For mesozooplankton, a volume of 50 - 200L needs to be sampled, and this is done by filtering this volume of water through a 50µm net, and collecting the zooplankton trapped in the net. If we want to quantify the abundance of large zooplankton organisms, such as fish larvae, we need to sample a few thousands litres, and this is done by dragging a large net (with mesh size e.g. 300 µm) behind a ship.

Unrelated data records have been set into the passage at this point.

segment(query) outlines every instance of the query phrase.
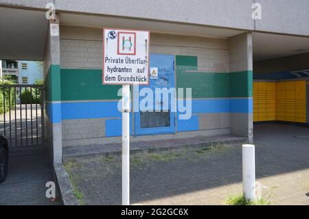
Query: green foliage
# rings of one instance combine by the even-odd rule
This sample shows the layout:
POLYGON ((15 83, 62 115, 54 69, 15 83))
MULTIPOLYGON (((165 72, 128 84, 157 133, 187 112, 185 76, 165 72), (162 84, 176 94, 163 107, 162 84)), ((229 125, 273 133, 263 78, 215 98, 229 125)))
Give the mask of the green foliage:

As mentioned in the process of sample analysis, sub samples from the Niskin bottle are often taken for different analysis. This poses the question: how big do the sub samples have to be? In fact, the question of sample size will return several times in the process of the different steps of sample analysis. At each step, the same principles explained above for the field sample, hold. The specific applications will be outlined with each specific analysis below.
Depending on the specific analysis to follow, the samples will be treated directly after sampling in various ways: for example, a sample for a microscopic phytoplankton count will be fixed with lugol’s solution, a sample for zooplankton with formaline, and most samples for chemical analysis are filtered on glass fibre or membrane filters and stored in a deep freezer. Detailed explanation on these sample treatments is given in the chapters concerning the different components.